In this project, I extend one of my earlier capstone projects. That project used deep learning to find historical pricing patterns in 54 Exchange Traded Funds (ETFs). This project takes the models from that capstone projects and implements them in a real time trading strategy. This "Trading Bot", combines the previously trained models, a stream of current stock price data, and the unofficial API for the e-brokerage Robhinhood in one application. This application could be used to deploy a real time algorithmic stock trading strategy.
Additional functionality of the "Trading Bot" includes logging trades, backtesting both the models' strategy and a passive strategy, and displaying results daily, including profit (loss) and average return per trade. This trade logging is crucial to understanding the results and the trades that contributed to the overall performance.
** The information in this document is for informational and educational purposes only. Nothing in this document may be construed as financial, legal or tax advice. The content of this document is solely the opinion of the author, who is not a licensed financial advisor or registered investment advisor.

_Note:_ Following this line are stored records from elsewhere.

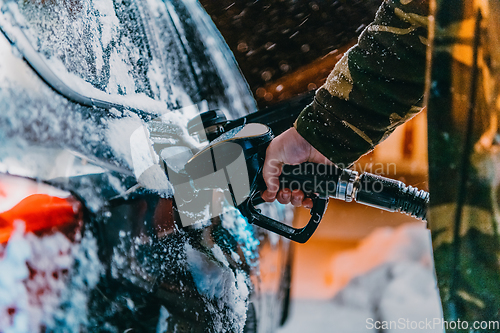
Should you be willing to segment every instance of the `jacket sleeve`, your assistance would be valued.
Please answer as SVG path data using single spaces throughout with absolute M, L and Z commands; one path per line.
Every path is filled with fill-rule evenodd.
M 344 167 L 421 110 L 428 0 L 386 0 L 295 121 L 295 128 Z

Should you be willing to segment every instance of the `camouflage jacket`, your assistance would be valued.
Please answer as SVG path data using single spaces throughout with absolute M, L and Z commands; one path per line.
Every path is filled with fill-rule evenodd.
M 421 110 L 428 7 L 385 1 L 297 118 L 297 131 L 332 162 L 353 163 Z

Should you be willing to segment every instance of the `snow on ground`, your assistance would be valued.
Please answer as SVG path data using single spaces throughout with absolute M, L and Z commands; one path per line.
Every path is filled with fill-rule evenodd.
M 331 269 L 338 287 L 333 299 L 294 299 L 279 333 L 443 331 L 412 329 L 442 318 L 428 230 L 376 230 L 355 250 L 334 257 Z M 375 321 L 393 325 L 377 330 Z

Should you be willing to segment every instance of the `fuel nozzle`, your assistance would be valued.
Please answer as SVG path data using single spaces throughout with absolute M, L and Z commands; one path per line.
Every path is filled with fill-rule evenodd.
M 401 212 L 425 220 L 429 193 L 405 183 L 335 165 L 302 163 L 285 165 L 280 176 L 281 188 L 300 189 L 306 195 Z
M 363 173 L 355 181 L 357 203 L 426 220 L 429 193 L 405 183 Z

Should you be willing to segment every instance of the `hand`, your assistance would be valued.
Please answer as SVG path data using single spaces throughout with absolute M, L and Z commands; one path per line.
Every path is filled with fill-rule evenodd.
M 315 162 L 332 164 L 325 156 L 317 151 L 306 141 L 295 128 L 290 128 L 277 136 L 266 150 L 266 160 L 262 170 L 262 176 L 267 189 L 262 193 L 262 199 L 272 202 L 275 199 L 282 204 L 292 203 L 295 207 L 303 205 L 312 208 L 312 200 L 304 199 L 304 193 L 300 190 L 279 189 L 279 175 L 283 164 L 300 164 L 303 162 Z

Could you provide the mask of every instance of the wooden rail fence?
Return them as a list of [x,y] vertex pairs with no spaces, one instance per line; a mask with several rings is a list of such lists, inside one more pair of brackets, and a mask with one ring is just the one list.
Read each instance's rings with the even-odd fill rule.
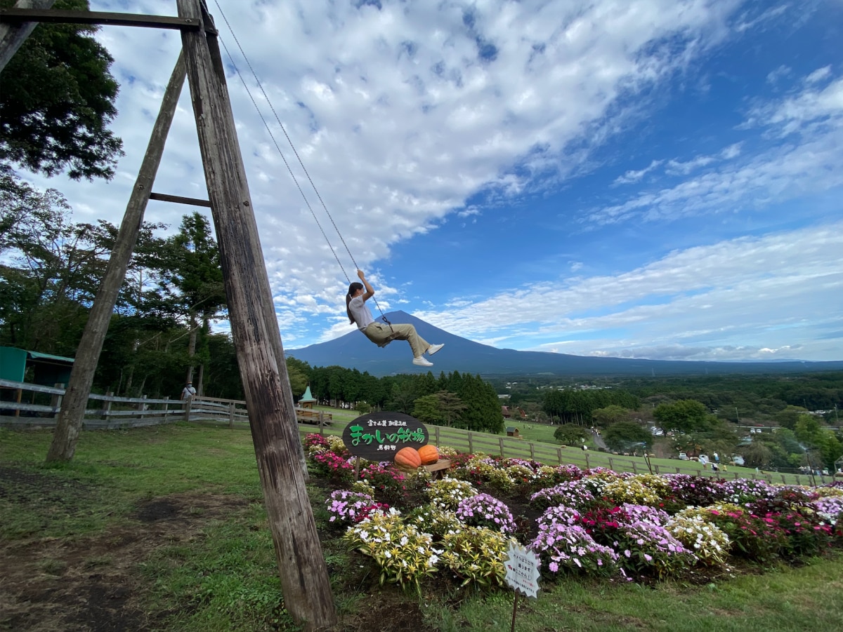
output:
[[[24,401],[23,395],[27,394]],[[25,382],[0,380],[0,426],[40,428],[56,425],[65,390],[61,386],[41,386]],[[110,394],[89,396],[90,407],[85,409],[83,427],[110,429],[154,426],[175,422],[223,422],[230,428],[249,425],[246,402],[218,397],[194,396],[190,400],[117,397]],[[297,408],[299,423],[319,427],[331,422],[330,412]]]
[[[30,402],[22,401],[22,394],[30,394]],[[11,397],[9,395],[11,394]],[[0,427],[7,428],[49,428],[56,425],[56,416],[62,406],[64,389],[58,386],[40,386],[24,382],[13,382],[0,380]],[[40,403],[36,403],[40,402]],[[85,410],[83,428],[87,429],[110,429],[153,426],[175,422],[227,423],[229,428],[248,427],[249,412],[246,402],[240,400],[225,400],[215,397],[194,396],[187,401],[159,400],[142,397],[116,397],[112,395],[91,394],[89,404],[95,406]],[[298,432],[302,434],[319,432],[325,433],[326,427],[332,424],[332,416],[324,411],[309,408],[296,408],[296,420]],[[316,430],[314,426],[318,428]],[[589,458],[589,453],[580,448],[556,446],[550,443],[525,442],[514,437],[497,437],[485,433],[472,433],[443,426],[428,426],[431,443],[437,447],[447,445],[454,449],[469,454],[483,452],[487,454],[501,454],[505,457],[527,458],[547,465],[573,465],[582,469],[594,467],[605,463],[615,470],[636,474],[650,472],[643,458],[637,459],[619,457],[600,453],[600,458]],[[341,428],[332,428],[329,432],[336,434]],[[776,473],[745,474],[738,472],[700,471],[681,466],[664,466],[652,465],[653,474],[689,474],[716,478],[752,478],[778,482]],[[778,475],[781,482],[788,482],[786,475]],[[806,475],[787,475],[796,479],[797,485],[810,485],[811,477]],[[834,481],[832,476],[817,475],[823,483]],[[828,480],[827,480],[828,479]],[[803,481],[804,480],[804,481]]]

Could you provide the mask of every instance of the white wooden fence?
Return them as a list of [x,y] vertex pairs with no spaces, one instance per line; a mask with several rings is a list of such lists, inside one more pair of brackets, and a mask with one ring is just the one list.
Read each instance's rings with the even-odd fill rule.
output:
[[[0,426],[6,428],[50,428],[62,407],[65,390],[25,382],[0,380]],[[24,396],[25,394],[25,396]],[[125,428],[153,426],[174,422],[227,422],[229,427],[248,426],[246,402],[218,397],[194,396],[186,401],[169,397],[153,400],[116,397],[92,393],[88,398],[83,428]],[[330,413],[296,409],[299,422],[321,427],[330,422]]]

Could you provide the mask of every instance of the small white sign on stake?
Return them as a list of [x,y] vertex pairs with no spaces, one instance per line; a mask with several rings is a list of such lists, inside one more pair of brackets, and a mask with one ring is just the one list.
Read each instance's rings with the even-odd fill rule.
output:
[[507,559],[504,561],[507,584],[516,592],[526,597],[538,597],[539,592],[539,557],[534,551],[510,540],[507,550]]

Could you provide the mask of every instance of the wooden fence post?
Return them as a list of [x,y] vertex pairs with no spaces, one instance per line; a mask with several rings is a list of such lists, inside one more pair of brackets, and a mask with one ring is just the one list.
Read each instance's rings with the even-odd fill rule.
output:
[[[106,390],[105,391],[105,396],[106,397],[113,397],[114,396],[114,392],[111,391],[111,390]],[[111,400],[109,400],[109,399],[103,400],[103,405],[101,406],[101,412],[99,413],[99,417],[102,419],[105,419],[105,421],[108,421],[109,413],[110,412],[111,412]]]
[[[58,382],[56,384],[54,384],[53,386],[55,386],[57,389],[63,389],[64,388],[64,383],[63,382]],[[53,394],[52,397],[50,398],[50,406],[51,406],[53,408],[61,408],[62,407],[62,396],[59,395],[59,394],[57,394],[57,393]]]

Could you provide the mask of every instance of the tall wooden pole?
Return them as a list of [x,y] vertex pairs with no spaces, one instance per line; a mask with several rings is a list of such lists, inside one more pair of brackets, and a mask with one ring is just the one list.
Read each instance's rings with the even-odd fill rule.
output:
[[[232,337],[275,542],[284,603],[308,630],[336,624],[328,570],[297,458],[301,443],[272,295],[210,16],[199,0],[178,0],[187,79],[217,229]],[[270,318],[269,315],[272,314]]]
[[[15,8],[50,8],[56,0],[18,0]],[[0,22],[0,72],[8,61],[18,52],[18,49],[38,26],[37,22],[24,22],[12,25]]]
[[184,56],[180,53],[169,82],[167,84],[155,125],[153,127],[149,145],[143,156],[137,179],[135,181],[135,188],[132,190],[132,196],[126,204],[105,274],[97,290],[88,322],[85,323],[85,331],[82,334],[73,368],[70,373],[70,380],[67,382],[67,390],[56,419],[52,443],[47,452],[48,463],[69,461],[76,451],[76,442],[82,428],[82,421],[85,417],[85,406],[91,392],[91,384],[94,382],[97,363],[99,361],[99,353],[102,351],[105,333],[111,321],[114,305],[117,301],[117,293],[126,278],[126,270],[135,249],[137,233],[143,222],[143,213],[146,211],[155,174],[161,162],[167,134],[169,132],[175,114],[179,95],[185,85],[185,74]]

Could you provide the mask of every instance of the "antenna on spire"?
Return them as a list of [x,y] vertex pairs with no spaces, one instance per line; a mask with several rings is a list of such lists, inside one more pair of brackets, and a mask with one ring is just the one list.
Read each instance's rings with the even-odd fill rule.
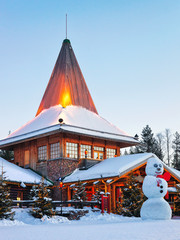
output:
[[66,13],[66,39],[67,39],[67,13]]

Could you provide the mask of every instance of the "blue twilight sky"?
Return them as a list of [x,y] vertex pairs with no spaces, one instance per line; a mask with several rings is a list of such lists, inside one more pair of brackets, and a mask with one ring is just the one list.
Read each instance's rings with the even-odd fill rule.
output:
[[0,138],[31,120],[68,38],[101,116],[180,132],[179,0],[0,0]]

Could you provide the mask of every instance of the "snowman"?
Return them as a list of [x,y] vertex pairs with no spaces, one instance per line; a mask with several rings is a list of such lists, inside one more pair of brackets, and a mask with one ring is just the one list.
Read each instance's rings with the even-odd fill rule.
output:
[[[172,211],[164,196],[167,193],[167,182],[161,178],[164,171],[162,162],[157,158],[150,158],[146,165],[147,176],[143,182],[143,192],[148,198],[141,207],[141,218],[166,220],[171,219]],[[161,175],[161,176],[160,176]]]

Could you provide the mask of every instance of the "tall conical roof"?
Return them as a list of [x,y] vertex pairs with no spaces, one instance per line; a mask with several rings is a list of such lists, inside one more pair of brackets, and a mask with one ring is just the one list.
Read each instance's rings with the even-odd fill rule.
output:
[[82,106],[97,113],[71,43],[65,39],[36,116],[55,105]]

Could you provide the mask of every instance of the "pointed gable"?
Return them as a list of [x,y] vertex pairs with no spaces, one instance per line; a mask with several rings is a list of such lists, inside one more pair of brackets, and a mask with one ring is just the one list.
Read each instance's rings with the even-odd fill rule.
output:
[[97,113],[71,43],[65,39],[36,116],[55,105],[82,106]]

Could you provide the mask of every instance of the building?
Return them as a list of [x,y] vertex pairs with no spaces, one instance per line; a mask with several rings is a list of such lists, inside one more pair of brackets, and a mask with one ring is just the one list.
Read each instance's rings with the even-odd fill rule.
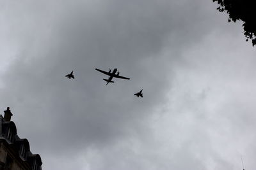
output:
[[0,115],[0,170],[42,170],[41,157],[30,151],[27,139],[17,134],[9,107]]

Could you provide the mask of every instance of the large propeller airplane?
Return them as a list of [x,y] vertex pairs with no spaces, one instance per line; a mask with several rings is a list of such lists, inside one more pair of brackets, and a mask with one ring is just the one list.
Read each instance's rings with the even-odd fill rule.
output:
[[127,77],[123,77],[123,76],[119,76],[119,71],[117,71],[117,69],[114,69],[111,73],[111,70],[109,69],[109,71],[108,72],[103,71],[103,70],[100,70],[99,69],[97,68],[95,69],[97,71],[102,73],[103,74],[107,74],[108,76],[109,76],[109,77],[108,78],[108,79],[105,79],[103,78],[104,80],[105,80],[106,81],[107,81],[107,84],[106,85],[108,84],[108,83],[114,83],[114,81],[112,81],[113,78],[122,78],[122,79],[127,79],[127,80],[130,80],[129,78],[127,78]]

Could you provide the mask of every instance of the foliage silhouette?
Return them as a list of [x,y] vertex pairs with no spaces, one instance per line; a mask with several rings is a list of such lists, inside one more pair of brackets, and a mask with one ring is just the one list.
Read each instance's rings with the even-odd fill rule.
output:
[[255,0],[212,0],[217,1],[220,11],[227,11],[228,22],[241,20],[244,22],[244,34],[246,41],[251,39],[252,46],[256,45],[256,1]]

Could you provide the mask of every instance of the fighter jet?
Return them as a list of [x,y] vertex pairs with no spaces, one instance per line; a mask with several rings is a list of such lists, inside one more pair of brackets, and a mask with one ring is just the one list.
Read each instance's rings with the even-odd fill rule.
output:
[[73,78],[75,79],[74,74],[73,74],[73,71],[69,73],[68,74],[66,75],[65,77],[67,77],[68,78]]
[[136,94],[134,94],[134,96],[137,96],[138,97],[139,97],[140,96],[140,97],[143,97],[143,94],[142,94],[142,90],[143,90],[143,89],[142,89],[141,90],[140,90],[140,92],[138,92],[138,93],[136,93]]
[[114,81],[112,81],[112,78],[113,77],[115,78],[122,78],[122,79],[127,79],[127,80],[130,80],[129,78],[127,78],[127,77],[123,77],[123,76],[119,76],[119,71],[117,71],[117,69],[114,69],[113,70],[113,72],[111,73],[111,70],[109,69],[109,71],[108,72],[105,71],[102,71],[100,69],[99,69],[97,68],[95,69],[95,70],[102,73],[103,74],[107,74],[109,76],[108,79],[104,79],[103,78],[104,80],[105,80],[106,81],[107,81],[107,84],[106,85],[108,84],[108,83],[114,83]]

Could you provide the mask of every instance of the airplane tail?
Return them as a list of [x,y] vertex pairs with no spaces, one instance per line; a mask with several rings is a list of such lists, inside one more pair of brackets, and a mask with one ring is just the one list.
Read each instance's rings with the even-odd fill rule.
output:
[[108,79],[103,78],[103,80],[108,82],[106,85],[108,85],[108,83],[114,83],[114,81],[111,81],[111,80],[109,81],[109,80],[108,80]]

This document is not an offer to buy or sell financial instruments. Never invest more than you can afford to lose. You should consult a registered professional advisor before making any investment. **
Real time stock pricing data is aquired via the python package yFinance and via API from data provider TwelveData
Daily and weekly updating of the MongoDB Database utilizes stock price data from Alpha Vantage via API calls.
Hypothetically, the "Trading Bot" could be initialized each morning before the stock market opens. This would be contained in the real_time_trading.py file. The "Trading Bot" utilizes the unofficial API of Robinhood
Each morning, the MongoDB Database would need to be updated to include the prior days' data for the relevant stocks for that day. This is contained in the "update_db_daily.py" file. At the end of each trading week, data for all companies would be updated using the "update_db_weekly.py" file.
Finally, strategy results can be viewed using the "results.py" file. This functionality displays a number of investment return metrics and compares the actual results compared to different back test strategies.
To understand the foundation for this project, one would need an understanding of the project that served as its oringal inspiration
Some changes have been made to the structure of this project. The main change includes only using closing price data rather than open, high, low, close pricing data. This made streaming the data more feasible for some data providers.
Other changes made MongoDB storage more tenable and efficient.
The deep learning models that underlie the "Trading Bot's" strategy would need to be re-trained periodically to capture as much data as possible, as well as recent trends.